The U.S. Grains Council’s Global Update said World Trade Organization Director General Pascal Lamy “provided perhaps the most dire assessment of the consequences of not reaching an agreement before 2012, expressing concerns that the round may fail and there may be a need to begin thinking beyond Doha, harvesting the issues on which there is agreement, or adding new issues such as sanitary and phytosanitary measures and climate change to create a more viable and current negotiating package.”

The grains group added that from meetings with U.S. negotiators and delegates from China, Brazil, Japan, the European Union and Walker, “it is clear that significant gaps remain between the level of U.S. ambition on new market access and offers from developing countries such as China and India.”

The report said that Michael Punke, ambassador and deputy United States trade representative for the WTO, reported that the United States had made efforts to find meaningful concessions from China, India and Brazil but that bilateral efforts have yielded little in the way of new offers.

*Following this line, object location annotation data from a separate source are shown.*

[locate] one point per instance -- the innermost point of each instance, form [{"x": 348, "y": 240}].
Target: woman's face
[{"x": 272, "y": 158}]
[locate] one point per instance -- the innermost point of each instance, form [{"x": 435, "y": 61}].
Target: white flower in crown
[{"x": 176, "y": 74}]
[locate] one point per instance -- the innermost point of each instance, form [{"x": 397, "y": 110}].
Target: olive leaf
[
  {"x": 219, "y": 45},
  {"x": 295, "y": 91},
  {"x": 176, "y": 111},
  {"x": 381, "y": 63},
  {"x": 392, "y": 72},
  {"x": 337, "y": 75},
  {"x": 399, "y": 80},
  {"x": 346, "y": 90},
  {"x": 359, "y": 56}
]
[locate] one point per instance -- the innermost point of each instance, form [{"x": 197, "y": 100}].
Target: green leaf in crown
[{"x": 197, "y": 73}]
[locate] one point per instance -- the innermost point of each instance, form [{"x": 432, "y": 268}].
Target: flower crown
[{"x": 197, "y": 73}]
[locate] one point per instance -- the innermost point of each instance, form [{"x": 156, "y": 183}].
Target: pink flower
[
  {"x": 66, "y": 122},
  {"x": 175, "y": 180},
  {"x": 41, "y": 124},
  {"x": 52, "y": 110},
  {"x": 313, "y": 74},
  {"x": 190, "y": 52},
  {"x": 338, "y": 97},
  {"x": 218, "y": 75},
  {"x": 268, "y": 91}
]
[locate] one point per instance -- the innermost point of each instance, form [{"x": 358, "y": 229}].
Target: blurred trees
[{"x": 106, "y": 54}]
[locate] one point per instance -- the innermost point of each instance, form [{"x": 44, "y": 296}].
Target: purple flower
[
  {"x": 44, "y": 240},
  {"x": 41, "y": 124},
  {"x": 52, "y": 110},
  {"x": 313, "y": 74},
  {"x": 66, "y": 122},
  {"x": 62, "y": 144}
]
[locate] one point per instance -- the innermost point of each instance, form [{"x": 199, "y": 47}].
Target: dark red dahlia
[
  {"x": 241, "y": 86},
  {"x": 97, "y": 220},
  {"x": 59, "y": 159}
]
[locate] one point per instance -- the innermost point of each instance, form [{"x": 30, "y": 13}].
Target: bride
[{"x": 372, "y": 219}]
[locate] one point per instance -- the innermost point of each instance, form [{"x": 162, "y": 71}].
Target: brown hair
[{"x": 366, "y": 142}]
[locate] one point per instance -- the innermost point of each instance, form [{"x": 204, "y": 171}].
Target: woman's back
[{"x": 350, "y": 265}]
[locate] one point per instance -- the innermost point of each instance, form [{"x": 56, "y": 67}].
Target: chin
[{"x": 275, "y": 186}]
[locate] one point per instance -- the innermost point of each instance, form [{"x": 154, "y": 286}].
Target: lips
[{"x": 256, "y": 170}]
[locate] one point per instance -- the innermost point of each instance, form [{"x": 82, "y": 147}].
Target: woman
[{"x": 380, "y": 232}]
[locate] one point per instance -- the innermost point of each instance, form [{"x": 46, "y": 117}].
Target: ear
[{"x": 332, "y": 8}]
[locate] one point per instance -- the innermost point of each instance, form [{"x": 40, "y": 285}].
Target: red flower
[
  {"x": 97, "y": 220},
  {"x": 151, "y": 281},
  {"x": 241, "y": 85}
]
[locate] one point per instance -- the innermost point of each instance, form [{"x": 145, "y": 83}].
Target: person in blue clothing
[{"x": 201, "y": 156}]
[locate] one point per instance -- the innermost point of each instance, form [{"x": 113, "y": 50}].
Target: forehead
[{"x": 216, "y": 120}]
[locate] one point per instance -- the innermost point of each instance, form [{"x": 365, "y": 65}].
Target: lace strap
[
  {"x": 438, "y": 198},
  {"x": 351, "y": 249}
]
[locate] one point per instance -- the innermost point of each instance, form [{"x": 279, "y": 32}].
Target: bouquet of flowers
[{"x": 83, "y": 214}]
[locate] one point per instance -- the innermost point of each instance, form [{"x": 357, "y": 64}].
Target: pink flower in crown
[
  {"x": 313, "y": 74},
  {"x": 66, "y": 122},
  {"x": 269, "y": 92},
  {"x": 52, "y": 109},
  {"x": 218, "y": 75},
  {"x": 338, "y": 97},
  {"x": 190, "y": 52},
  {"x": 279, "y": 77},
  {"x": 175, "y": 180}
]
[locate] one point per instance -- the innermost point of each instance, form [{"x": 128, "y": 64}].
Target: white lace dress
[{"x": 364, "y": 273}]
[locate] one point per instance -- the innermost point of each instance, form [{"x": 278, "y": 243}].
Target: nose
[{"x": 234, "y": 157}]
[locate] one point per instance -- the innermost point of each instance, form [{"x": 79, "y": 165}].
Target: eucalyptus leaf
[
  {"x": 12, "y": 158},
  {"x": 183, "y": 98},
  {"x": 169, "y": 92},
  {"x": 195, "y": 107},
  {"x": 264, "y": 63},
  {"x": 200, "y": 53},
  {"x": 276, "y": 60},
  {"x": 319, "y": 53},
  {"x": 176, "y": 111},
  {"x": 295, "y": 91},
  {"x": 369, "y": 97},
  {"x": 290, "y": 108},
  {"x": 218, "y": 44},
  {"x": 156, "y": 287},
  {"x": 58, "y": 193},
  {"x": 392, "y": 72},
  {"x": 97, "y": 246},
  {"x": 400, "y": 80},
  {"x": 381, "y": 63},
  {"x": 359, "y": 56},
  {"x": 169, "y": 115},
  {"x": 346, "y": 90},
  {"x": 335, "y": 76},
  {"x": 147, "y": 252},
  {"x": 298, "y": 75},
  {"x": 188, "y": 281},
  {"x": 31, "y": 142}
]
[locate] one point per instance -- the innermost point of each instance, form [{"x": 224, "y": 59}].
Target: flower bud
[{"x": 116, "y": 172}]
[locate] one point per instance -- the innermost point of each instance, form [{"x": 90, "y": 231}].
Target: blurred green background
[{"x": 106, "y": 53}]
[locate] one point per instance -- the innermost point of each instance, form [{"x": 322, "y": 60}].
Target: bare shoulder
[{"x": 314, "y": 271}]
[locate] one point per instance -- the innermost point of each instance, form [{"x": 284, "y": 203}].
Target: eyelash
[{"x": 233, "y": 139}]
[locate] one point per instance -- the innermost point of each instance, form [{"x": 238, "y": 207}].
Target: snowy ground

The grains industry group stressed the importance of working with developing countries to get some level of detail on how they intend to apply the formulas that allow for tariff protection on special products and through the use of the special safeguard mechanism, which would allow them to stop an import surge.

“Without an understanding of how countries will use these protections, it is difficult for the U.S. grain industry and for U.S. agricultural interests in general, to determine the real value of a Doha market access package,” the grains council said.

Both groups said even though prospects look bleak, they were not giving up on the round.